The policy of Her Majesty's Government remains that Germany should be reunified by free elections and that an all-German Government should be free to choose its own foreign policy and alliances. Such a Government would be free to join the North Atlantic Treaty Organisation or the Warsaw Pact, or neither. With regard to nuclear weapons, the position remains as stated by my right hon. Friend the Minister of Defence on 2nd April, 1958.

Mr. Zilliacus

Is it not a fact that the Government know that it is a foregone conclusion that Adenauer's Germany would remain in N.A.T.O.? Is it not further a fact that since 1953 there has been no chance of a settlement on this basis?
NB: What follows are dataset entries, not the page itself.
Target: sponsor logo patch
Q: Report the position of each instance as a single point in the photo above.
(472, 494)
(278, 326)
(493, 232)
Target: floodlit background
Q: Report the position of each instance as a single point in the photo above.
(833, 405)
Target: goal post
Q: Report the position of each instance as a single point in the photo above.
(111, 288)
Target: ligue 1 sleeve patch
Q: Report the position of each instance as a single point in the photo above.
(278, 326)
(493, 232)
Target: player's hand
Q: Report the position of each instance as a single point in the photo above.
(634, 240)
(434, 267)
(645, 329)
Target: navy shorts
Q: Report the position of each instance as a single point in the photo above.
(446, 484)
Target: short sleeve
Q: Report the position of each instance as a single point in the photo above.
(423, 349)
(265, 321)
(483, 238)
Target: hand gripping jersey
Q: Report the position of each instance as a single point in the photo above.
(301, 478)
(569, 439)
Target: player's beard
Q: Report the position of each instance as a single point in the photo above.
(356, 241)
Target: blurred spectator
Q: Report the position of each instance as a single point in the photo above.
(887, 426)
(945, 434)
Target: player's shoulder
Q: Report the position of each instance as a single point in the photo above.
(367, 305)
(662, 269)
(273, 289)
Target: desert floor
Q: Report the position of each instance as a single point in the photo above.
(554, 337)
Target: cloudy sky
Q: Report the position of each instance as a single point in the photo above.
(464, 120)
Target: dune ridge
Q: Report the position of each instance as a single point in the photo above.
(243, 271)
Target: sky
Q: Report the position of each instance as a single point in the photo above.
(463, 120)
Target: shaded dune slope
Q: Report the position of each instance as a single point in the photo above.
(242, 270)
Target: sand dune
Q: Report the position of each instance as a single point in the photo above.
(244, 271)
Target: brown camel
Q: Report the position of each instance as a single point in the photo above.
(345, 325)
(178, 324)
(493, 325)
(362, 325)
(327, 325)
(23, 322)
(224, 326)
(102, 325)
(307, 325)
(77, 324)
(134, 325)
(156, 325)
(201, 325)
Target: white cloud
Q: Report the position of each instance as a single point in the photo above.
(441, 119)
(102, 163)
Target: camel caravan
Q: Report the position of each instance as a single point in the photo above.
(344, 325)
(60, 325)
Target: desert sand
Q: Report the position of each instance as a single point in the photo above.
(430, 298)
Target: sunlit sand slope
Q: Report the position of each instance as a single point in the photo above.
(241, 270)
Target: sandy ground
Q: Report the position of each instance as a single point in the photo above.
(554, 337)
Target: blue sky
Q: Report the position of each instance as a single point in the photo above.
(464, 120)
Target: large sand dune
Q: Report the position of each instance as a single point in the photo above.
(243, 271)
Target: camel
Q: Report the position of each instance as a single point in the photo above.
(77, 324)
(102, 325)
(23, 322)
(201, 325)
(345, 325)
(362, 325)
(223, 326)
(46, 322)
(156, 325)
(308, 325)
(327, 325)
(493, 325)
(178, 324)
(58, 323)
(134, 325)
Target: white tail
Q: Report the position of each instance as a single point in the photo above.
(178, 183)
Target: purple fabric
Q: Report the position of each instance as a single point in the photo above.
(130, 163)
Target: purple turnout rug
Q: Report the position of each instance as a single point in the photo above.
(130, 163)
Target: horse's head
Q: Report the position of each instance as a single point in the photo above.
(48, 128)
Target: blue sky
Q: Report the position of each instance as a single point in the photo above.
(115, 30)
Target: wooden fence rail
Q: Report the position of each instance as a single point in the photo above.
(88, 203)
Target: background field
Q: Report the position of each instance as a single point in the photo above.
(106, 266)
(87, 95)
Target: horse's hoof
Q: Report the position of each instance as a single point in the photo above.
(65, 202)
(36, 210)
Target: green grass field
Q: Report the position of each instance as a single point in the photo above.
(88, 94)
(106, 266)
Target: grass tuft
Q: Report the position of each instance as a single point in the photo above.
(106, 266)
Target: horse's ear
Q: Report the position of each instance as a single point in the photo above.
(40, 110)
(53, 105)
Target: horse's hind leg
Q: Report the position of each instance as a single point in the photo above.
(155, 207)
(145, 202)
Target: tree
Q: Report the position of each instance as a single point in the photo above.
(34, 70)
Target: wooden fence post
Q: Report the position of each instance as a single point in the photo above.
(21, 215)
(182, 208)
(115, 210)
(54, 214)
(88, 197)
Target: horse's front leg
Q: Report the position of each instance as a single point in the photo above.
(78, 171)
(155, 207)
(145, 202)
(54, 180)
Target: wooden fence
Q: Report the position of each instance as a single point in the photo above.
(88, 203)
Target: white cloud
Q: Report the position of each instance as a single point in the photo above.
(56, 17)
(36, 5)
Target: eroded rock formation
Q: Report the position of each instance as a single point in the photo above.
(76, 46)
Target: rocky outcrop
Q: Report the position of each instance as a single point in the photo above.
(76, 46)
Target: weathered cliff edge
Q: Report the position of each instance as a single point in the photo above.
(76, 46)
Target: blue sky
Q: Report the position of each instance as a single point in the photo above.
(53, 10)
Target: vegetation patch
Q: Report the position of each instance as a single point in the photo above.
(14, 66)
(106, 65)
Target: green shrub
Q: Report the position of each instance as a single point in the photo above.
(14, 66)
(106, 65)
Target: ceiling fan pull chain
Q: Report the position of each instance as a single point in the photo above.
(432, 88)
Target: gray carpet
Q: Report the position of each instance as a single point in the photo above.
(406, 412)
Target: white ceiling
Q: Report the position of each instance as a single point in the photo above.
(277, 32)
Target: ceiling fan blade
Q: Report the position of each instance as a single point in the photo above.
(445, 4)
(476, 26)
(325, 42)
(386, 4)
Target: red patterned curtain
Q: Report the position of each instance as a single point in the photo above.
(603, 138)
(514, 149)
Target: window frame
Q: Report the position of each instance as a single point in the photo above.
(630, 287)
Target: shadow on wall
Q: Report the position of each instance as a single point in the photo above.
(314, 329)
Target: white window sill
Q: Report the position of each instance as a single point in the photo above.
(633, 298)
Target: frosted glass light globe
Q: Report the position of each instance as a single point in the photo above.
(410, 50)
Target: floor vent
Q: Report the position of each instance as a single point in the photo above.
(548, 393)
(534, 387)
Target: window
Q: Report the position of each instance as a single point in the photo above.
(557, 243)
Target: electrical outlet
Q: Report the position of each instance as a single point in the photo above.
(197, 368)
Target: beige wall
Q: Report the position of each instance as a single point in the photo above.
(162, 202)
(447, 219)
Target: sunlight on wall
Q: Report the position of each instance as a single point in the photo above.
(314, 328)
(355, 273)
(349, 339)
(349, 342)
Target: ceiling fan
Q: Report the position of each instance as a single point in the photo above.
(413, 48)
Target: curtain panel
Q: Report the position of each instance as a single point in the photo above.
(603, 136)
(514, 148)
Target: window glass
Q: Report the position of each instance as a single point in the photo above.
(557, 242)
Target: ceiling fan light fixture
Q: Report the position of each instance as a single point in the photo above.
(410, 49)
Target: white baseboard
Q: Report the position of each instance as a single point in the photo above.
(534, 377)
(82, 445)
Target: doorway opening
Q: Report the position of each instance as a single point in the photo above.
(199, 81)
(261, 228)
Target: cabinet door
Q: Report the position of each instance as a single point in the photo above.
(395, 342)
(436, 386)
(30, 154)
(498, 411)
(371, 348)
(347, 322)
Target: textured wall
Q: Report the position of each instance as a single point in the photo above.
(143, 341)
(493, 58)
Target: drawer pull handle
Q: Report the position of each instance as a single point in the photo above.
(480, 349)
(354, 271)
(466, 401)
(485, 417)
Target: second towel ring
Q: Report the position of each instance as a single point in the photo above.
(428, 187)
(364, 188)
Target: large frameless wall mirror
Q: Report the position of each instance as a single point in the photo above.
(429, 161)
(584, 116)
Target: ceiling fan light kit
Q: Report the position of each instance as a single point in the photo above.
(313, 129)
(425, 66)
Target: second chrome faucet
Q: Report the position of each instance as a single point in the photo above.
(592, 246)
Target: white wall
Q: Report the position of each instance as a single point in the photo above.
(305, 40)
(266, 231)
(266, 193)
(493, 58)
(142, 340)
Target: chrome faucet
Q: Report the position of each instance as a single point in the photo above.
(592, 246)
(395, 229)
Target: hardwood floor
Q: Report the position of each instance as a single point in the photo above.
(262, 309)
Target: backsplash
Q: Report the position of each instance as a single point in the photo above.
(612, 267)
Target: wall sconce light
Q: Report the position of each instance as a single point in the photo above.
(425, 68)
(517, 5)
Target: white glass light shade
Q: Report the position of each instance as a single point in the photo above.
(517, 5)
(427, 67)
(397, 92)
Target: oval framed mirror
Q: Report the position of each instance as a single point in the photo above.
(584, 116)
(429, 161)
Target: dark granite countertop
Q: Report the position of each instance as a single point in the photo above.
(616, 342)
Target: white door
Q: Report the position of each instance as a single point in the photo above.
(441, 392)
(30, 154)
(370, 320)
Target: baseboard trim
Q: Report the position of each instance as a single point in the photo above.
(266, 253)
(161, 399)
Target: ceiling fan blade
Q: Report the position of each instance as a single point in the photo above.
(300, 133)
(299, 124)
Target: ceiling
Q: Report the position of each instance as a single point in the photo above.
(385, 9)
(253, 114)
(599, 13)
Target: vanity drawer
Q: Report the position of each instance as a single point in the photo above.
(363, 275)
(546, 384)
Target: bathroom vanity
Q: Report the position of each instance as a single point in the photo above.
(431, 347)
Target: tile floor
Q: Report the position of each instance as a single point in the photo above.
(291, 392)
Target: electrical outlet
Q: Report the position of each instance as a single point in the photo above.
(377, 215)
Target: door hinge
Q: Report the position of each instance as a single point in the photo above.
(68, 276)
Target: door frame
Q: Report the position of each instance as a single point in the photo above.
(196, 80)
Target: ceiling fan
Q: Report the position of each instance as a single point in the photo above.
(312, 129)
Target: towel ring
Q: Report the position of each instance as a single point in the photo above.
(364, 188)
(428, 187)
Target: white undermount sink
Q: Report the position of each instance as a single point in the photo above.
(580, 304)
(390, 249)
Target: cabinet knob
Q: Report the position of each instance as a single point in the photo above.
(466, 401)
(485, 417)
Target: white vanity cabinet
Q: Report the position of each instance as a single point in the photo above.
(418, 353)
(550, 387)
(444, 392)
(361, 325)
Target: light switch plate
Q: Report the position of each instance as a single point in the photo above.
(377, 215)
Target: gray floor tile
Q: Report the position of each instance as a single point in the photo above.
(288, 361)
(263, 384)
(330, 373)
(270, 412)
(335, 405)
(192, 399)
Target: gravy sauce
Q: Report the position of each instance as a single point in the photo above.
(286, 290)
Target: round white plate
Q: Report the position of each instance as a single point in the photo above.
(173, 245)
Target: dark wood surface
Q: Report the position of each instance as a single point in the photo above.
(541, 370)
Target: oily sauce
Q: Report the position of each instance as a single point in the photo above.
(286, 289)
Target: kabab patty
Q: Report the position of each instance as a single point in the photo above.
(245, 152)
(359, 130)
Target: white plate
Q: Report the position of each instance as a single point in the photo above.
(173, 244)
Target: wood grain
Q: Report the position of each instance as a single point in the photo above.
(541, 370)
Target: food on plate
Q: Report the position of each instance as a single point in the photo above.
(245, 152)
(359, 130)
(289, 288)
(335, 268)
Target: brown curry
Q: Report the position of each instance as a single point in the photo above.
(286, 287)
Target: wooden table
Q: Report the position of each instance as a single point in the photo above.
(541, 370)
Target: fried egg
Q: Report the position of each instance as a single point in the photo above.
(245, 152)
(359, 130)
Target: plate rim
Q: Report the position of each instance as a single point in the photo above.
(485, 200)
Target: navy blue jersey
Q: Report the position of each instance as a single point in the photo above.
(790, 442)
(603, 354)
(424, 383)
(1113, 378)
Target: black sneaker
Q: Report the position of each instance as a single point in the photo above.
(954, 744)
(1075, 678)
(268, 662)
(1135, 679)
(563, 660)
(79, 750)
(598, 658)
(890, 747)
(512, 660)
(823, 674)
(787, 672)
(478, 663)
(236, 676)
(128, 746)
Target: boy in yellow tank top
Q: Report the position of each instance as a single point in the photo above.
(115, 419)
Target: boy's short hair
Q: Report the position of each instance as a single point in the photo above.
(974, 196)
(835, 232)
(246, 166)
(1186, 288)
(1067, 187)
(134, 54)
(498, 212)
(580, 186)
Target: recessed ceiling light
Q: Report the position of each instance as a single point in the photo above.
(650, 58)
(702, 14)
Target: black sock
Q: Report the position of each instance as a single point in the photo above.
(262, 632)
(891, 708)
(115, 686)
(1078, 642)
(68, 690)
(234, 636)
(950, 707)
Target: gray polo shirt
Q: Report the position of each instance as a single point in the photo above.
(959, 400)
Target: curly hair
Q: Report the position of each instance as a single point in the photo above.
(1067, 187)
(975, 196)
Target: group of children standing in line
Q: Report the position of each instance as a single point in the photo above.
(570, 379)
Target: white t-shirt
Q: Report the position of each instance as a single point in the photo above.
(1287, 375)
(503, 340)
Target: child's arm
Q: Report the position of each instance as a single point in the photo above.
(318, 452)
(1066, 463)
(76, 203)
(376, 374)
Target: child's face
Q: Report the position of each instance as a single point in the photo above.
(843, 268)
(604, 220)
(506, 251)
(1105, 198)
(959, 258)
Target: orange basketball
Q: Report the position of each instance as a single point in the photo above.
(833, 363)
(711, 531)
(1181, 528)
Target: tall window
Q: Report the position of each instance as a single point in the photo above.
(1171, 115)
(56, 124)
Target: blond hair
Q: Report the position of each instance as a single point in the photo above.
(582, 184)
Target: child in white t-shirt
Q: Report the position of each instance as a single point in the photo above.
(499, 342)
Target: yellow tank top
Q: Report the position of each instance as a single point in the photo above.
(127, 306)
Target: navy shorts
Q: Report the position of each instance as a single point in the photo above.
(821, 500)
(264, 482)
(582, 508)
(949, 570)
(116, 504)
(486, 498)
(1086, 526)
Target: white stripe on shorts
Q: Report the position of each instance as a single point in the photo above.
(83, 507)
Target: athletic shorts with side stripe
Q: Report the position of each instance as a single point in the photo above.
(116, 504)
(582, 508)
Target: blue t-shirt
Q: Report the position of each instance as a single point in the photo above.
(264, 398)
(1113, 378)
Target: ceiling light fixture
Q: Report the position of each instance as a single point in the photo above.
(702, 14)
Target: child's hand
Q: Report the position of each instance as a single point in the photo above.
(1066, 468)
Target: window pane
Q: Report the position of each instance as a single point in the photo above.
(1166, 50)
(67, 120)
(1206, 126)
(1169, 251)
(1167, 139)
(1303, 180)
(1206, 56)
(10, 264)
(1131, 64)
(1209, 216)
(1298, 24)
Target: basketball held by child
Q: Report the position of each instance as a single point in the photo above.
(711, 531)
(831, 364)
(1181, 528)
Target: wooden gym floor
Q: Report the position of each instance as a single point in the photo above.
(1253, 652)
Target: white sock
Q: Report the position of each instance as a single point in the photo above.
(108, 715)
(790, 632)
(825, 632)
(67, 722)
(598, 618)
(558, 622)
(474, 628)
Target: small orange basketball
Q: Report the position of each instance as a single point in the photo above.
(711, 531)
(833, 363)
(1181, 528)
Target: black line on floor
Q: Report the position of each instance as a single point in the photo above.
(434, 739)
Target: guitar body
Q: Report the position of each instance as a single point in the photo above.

Does this mean that the Government reject any form of disengagement and want to go on with their policy until the bombs come home?

Mr. Lloyd

Our view is that the German people should have the right of self-determination both in their domestic policy and in their foreign policy. The term "disengagement," of course, is capable of a variety of interpretations. Our sole concern has been that whatever plan is made should not add to insecurity rather than to security.

Mr. Shinwell

Have Her Majesty's Government any power to prevent Federal Germany from dissociating from N.A.T.O.?

Mr. Lloyd

We have no such power.

Dame Florence Horsbrugh

Is my right hon. and learned Friend aware that at two successive meetings of the Council of Europe, when Parliamentarians from Federal Germany and other European countries were represented, any idea of a disengagement area or a Rapacki Plan was turned down each time it was put to the vote?

Mr. Lloyd

My right hon. Friend is quite right.